UTSI Makes Bold and Impactful Addition

Category: Features

TULLAHOMA – The University of Tennessee Space Institute (UTSI) and Motlow State Community College signed a partnership in June that brings a mechatronics degree to Tullahoma with two classes this fall and a plan to offer the full mechatronics associate degree at UTSI by Fall 2022.

Motlow is a national leader in development of a two-year mechatronics degree. Mechatronics—a blend of mechanical, electrical, fluid power, computer and automation technology—is a high-demand and high-wage career field that is helping transform the local economy, and through this partnership, Motlow’s mechatronics associate degree is now available locally to those in the Tullahoma area.

Motlow President Dr. Michael Torrence, Keith Hamilton, retired corporate manager of Bridgestone North America, and UTSI Interim Executive Director James Simonton ink a deal that will bringing a mechatronics degree to Tullahoma.

UTSI Interim Executive Director James Simonton and Motlow President Michael Torrence began discussing the new partnership in the fall of 2019. By Spring 2020, UTSI proposed a location for a mechatronics lab at the UTSI Research Park in Tullahoma.

“Situating the Mechatronics Lab in UTSI Research Park offers an excellent environment for student engagement and learning, and is a feather in the cap for Franklin County and the state of Tennessee,” said Simonton.

Students can begin their associate degree in mechatronics through Motlow at the UTSI site. Completing an associate degree can move graduates directly into high-demand, high wage jobs, and Motlow has a greater than 95 percent job placement rate for its mechatronics program.

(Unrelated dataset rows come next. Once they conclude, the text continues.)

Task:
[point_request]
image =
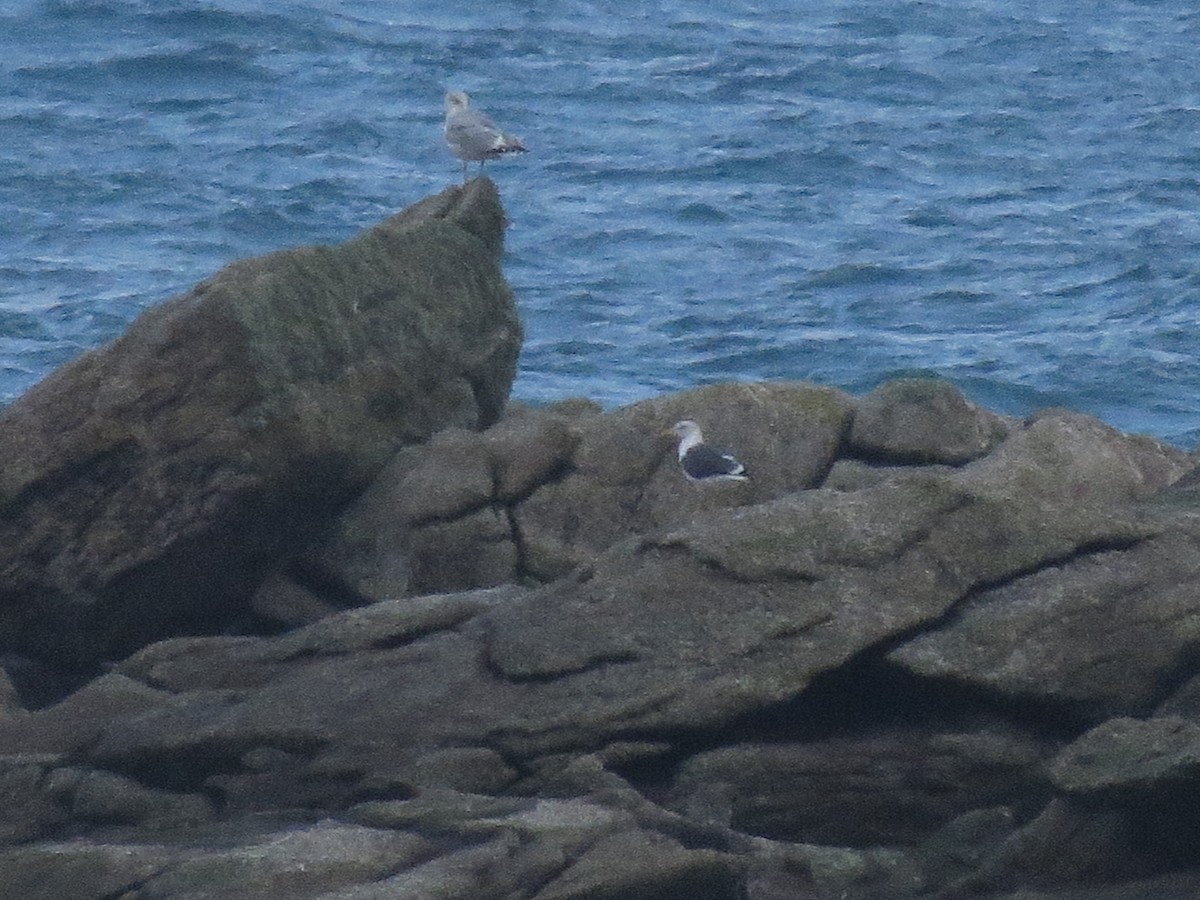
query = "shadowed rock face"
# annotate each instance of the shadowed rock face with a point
(927, 652)
(153, 481)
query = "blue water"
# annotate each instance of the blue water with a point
(1002, 193)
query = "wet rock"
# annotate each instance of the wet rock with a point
(1127, 759)
(922, 421)
(228, 423)
(1095, 634)
(885, 790)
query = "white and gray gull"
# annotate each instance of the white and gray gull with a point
(701, 462)
(472, 136)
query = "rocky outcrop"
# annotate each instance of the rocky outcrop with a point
(149, 485)
(927, 652)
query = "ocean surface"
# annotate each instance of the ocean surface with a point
(997, 192)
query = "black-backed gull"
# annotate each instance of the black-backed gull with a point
(701, 462)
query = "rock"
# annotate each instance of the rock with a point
(305, 862)
(105, 797)
(79, 870)
(881, 790)
(1132, 760)
(1093, 634)
(1078, 460)
(624, 480)
(639, 867)
(78, 720)
(441, 516)
(227, 423)
(923, 420)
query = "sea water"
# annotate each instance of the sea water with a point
(995, 192)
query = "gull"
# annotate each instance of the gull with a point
(701, 462)
(472, 136)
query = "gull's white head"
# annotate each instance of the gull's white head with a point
(688, 432)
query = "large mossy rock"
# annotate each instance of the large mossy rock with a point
(149, 485)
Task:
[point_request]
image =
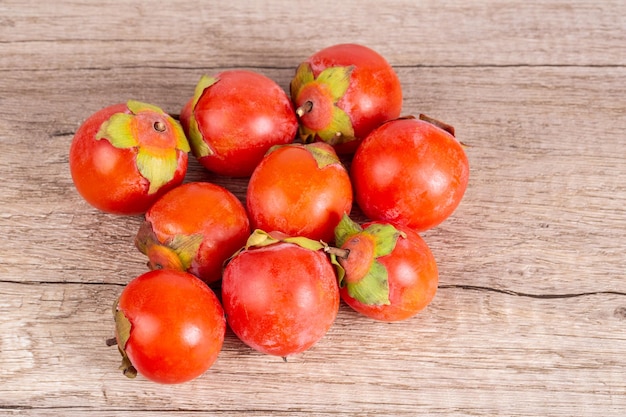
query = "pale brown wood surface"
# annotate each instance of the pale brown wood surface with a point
(530, 316)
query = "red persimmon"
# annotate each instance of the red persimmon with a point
(410, 172)
(125, 156)
(300, 190)
(280, 297)
(234, 118)
(170, 326)
(195, 228)
(343, 92)
(390, 274)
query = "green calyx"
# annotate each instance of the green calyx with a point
(331, 85)
(177, 252)
(155, 135)
(323, 154)
(199, 147)
(364, 276)
(260, 238)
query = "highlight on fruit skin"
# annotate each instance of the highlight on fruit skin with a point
(234, 117)
(169, 327)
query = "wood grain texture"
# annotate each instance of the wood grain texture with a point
(530, 316)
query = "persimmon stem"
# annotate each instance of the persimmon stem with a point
(159, 126)
(305, 108)
(338, 252)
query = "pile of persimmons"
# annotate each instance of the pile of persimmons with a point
(273, 267)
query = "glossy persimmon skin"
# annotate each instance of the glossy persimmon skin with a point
(288, 192)
(410, 172)
(280, 299)
(412, 277)
(177, 325)
(107, 177)
(374, 95)
(207, 209)
(240, 117)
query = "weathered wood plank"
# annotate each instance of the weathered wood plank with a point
(545, 201)
(529, 318)
(474, 351)
(114, 34)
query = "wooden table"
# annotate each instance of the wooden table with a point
(530, 316)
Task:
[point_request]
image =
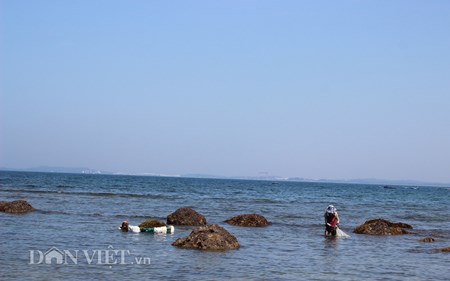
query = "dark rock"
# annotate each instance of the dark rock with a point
(250, 220)
(444, 250)
(186, 216)
(16, 207)
(382, 227)
(151, 224)
(427, 240)
(210, 237)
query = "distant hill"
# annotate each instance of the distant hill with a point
(70, 170)
(83, 170)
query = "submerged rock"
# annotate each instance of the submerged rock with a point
(186, 216)
(151, 224)
(382, 227)
(210, 237)
(16, 207)
(427, 240)
(248, 220)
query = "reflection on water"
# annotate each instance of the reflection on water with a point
(77, 212)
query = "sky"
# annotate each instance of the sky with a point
(312, 89)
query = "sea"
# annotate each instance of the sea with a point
(73, 234)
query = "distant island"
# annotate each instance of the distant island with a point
(83, 170)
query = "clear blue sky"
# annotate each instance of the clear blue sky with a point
(314, 89)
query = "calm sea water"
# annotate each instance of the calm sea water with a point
(79, 215)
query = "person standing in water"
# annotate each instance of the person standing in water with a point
(331, 221)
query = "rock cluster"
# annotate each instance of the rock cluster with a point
(210, 237)
(16, 207)
(186, 216)
(382, 227)
(249, 220)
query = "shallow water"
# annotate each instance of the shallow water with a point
(82, 212)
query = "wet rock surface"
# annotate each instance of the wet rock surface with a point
(210, 237)
(248, 220)
(186, 216)
(382, 227)
(427, 240)
(16, 207)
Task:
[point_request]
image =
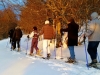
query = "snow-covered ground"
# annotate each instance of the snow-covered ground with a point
(18, 63)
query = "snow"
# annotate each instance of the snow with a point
(18, 63)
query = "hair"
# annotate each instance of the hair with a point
(35, 28)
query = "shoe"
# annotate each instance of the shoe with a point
(43, 57)
(93, 63)
(18, 50)
(48, 56)
(38, 53)
(70, 60)
(31, 54)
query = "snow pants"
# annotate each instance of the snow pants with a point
(92, 49)
(46, 47)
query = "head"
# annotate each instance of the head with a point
(94, 15)
(35, 28)
(71, 20)
(17, 27)
(47, 22)
(50, 20)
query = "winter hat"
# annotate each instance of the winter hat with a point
(35, 28)
(94, 15)
(46, 22)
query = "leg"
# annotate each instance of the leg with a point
(32, 46)
(92, 49)
(72, 53)
(44, 48)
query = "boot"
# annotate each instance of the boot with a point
(38, 53)
(31, 54)
(93, 63)
(18, 49)
(70, 60)
(48, 56)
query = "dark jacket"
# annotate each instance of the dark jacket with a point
(72, 33)
(17, 33)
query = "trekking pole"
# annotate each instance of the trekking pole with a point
(86, 53)
(27, 46)
(7, 44)
(54, 49)
(98, 57)
(61, 50)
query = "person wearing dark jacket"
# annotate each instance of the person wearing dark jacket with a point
(16, 38)
(10, 34)
(34, 44)
(72, 39)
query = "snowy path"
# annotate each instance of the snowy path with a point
(15, 63)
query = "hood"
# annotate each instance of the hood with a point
(94, 15)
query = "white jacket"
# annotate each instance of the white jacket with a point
(93, 31)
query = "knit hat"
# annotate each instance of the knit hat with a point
(94, 15)
(46, 22)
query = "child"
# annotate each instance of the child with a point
(34, 43)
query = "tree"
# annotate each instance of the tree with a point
(8, 20)
(33, 14)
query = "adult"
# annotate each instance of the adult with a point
(48, 34)
(72, 38)
(93, 34)
(17, 37)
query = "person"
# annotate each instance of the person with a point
(17, 37)
(48, 34)
(72, 39)
(34, 35)
(10, 34)
(93, 34)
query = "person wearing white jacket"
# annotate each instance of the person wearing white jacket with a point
(34, 35)
(93, 34)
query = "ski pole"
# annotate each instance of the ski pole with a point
(86, 53)
(54, 49)
(98, 57)
(61, 51)
(27, 46)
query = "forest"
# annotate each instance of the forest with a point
(35, 12)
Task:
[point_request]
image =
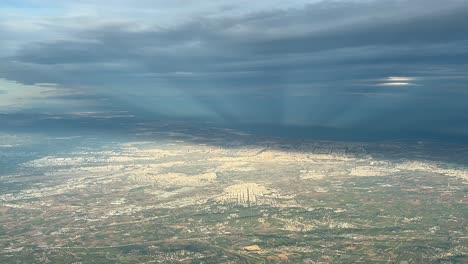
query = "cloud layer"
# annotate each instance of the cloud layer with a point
(332, 63)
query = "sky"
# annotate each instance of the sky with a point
(390, 65)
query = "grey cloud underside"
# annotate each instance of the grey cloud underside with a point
(331, 53)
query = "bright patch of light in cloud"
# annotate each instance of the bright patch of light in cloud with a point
(395, 84)
(399, 79)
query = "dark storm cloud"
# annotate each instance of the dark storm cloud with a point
(259, 46)
(335, 53)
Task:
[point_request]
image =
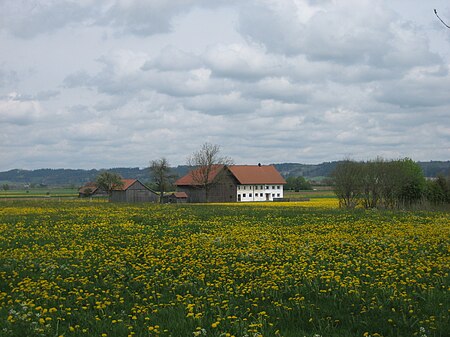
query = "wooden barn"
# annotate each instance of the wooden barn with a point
(176, 198)
(91, 190)
(235, 183)
(133, 191)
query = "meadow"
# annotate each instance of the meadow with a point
(77, 268)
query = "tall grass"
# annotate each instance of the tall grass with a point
(277, 269)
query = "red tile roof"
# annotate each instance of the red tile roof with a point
(189, 179)
(256, 174)
(245, 174)
(90, 187)
(126, 184)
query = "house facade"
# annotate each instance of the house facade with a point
(176, 198)
(133, 191)
(235, 183)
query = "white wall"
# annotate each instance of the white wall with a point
(259, 192)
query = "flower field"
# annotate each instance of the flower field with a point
(74, 268)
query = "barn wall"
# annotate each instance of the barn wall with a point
(135, 193)
(225, 191)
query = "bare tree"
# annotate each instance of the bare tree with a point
(161, 175)
(435, 12)
(207, 164)
(109, 181)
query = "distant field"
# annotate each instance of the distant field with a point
(75, 268)
(40, 193)
(325, 193)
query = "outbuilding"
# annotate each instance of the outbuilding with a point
(133, 190)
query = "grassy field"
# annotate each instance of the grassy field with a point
(39, 193)
(75, 268)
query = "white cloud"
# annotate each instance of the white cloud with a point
(14, 111)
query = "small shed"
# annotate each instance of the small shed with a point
(91, 189)
(133, 191)
(176, 198)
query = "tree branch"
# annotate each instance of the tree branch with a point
(435, 12)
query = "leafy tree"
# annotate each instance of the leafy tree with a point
(206, 162)
(438, 191)
(161, 176)
(109, 181)
(297, 184)
(411, 184)
(347, 179)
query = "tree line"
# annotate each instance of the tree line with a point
(386, 184)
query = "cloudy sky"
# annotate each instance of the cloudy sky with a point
(117, 83)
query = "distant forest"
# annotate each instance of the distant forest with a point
(78, 177)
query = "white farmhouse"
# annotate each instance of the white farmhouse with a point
(257, 182)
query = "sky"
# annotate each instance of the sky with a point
(118, 83)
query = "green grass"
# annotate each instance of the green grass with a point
(39, 193)
(292, 195)
(75, 268)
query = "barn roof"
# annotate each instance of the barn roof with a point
(245, 174)
(90, 187)
(256, 174)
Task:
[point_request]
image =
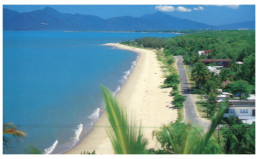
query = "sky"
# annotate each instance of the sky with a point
(208, 14)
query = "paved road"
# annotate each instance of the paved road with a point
(190, 115)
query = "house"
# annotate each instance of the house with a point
(219, 62)
(204, 52)
(214, 69)
(243, 109)
(222, 96)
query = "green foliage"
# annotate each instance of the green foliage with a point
(226, 74)
(173, 137)
(88, 153)
(180, 138)
(239, 138)
(178, 100)
(124, 137)
(11, 131)
(200, 74)
(240, 87)
(33, 150)
(172, 79)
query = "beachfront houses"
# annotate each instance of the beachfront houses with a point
(204, 52)
(243, 109)
(214, 69)
(219, 62)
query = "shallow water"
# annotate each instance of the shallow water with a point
(52, 83)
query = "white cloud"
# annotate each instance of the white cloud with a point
(198, 8)
(229, 6)
(165, 8)
(183, 9)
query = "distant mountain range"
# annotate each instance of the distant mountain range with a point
(50, 19)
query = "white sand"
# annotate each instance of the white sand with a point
(147, 104)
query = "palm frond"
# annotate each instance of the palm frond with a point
(215, 121)
(123, 136)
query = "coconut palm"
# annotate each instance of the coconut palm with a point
(181, 138)
(9, 129)
(200, 74)
(125, 138)
(177, 138)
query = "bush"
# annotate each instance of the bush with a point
(178, 101)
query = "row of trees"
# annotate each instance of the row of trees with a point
(239, 79)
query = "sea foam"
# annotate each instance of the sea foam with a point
(51, 148)
(94, 116)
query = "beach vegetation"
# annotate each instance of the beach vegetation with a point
(10, 132)
(238, 137)
(240, 88)
(181, 138)
(124, 136)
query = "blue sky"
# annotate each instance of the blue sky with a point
(209, 14)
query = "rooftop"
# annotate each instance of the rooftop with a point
(216, 60)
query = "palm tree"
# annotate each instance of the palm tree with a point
(200, 74)
(9, 129)
(180, 138)
(188, 140)
(123, 135)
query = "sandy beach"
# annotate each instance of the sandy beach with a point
(146, 104)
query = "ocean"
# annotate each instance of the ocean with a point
(51, 83)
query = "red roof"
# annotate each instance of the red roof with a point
(207, 51)
(216, 60)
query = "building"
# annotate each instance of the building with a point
(243, 109)
(204, 52)
(219, 62)
(215, 69)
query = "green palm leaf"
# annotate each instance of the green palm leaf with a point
(124, 137)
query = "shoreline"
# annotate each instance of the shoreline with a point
(145, 102)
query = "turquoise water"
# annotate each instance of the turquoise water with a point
(52, 80)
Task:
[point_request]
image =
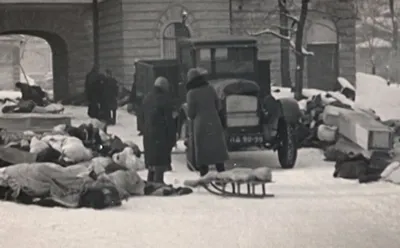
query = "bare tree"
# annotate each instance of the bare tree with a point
(25, 39)
(297, 28)
(395, 26)
(285, 44)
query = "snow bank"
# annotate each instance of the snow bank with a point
(373, 92)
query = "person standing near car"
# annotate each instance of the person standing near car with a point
(204, 111)
(93, 92)
(159, 135)
(111, 97)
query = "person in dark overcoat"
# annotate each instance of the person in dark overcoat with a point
(159, 135)
(93, 92)
(31, 93)
(203, 109)
(111, 97)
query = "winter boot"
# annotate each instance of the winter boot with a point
(159, 176)
(220, 167)
(150, 176)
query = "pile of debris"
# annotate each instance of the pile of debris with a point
(355, 138)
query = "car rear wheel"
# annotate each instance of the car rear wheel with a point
(287, 147)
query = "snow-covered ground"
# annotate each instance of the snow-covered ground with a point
(311, 208)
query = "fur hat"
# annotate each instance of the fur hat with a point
(162, 83)
(193, 73)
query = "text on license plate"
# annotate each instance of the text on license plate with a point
(250, 139)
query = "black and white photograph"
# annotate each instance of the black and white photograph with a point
(199, 124)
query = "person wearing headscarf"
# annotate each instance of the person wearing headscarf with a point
(159, 135)
(203, 109)
(110, 101)
(93, 92)
(31, 93)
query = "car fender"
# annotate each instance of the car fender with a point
(290, 110)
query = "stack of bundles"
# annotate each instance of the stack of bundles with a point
(73, 167)
(65, 144)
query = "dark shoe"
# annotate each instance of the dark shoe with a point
(159, 177)
(220, 167)
(150, 176)
(203, 170)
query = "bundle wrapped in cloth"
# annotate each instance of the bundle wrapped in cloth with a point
(236, 175)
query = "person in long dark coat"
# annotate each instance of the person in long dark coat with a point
(203, 109)
(111, 97)
(93, 92)
(158, 130)
(31, 93)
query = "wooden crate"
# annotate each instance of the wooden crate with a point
(331, 115)
(32, 121)
(365, 131)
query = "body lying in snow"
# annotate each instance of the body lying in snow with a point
(71, 149)
(87, 184)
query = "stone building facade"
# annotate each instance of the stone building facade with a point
(135, 29)
(138, 29)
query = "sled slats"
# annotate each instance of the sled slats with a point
(33, 122)
(365, 131)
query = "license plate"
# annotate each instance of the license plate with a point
(246, 139)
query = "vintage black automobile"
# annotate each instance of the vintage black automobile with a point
(251, 115)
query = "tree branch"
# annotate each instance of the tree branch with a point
(271, 32)
(304, 51)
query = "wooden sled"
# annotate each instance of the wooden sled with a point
(236, 190)
(216, 183)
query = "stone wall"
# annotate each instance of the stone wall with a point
(144, 22)
(9, 53)
(65, 29)
(111, 51)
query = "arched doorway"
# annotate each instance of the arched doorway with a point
(59, 59)
(170, 34)
(322, 68)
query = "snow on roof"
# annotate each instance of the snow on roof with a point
(375, 42)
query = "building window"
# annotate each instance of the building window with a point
(171, 34)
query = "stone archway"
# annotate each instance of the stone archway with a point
(322, 68)
(64, 28)
(170, 28)
(60, 59)
(170, 35)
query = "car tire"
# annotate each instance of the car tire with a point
(287, 147)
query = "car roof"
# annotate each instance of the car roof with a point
(221, 40)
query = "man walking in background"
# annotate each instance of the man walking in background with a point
(110, 103)
(93, 92)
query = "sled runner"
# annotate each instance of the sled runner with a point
(230, 183)
(236, 190)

Students can also choose to continue their education through Motlow’s agreements with Tennessee State University, Middle Tennessee State University and the University of Tennessee at Chattanooga.

Graduates will be available to local companies struggling to fill much-needed technical jobs. It expands the opportunity for those wanting to obtain skills by putting a training facility close to home.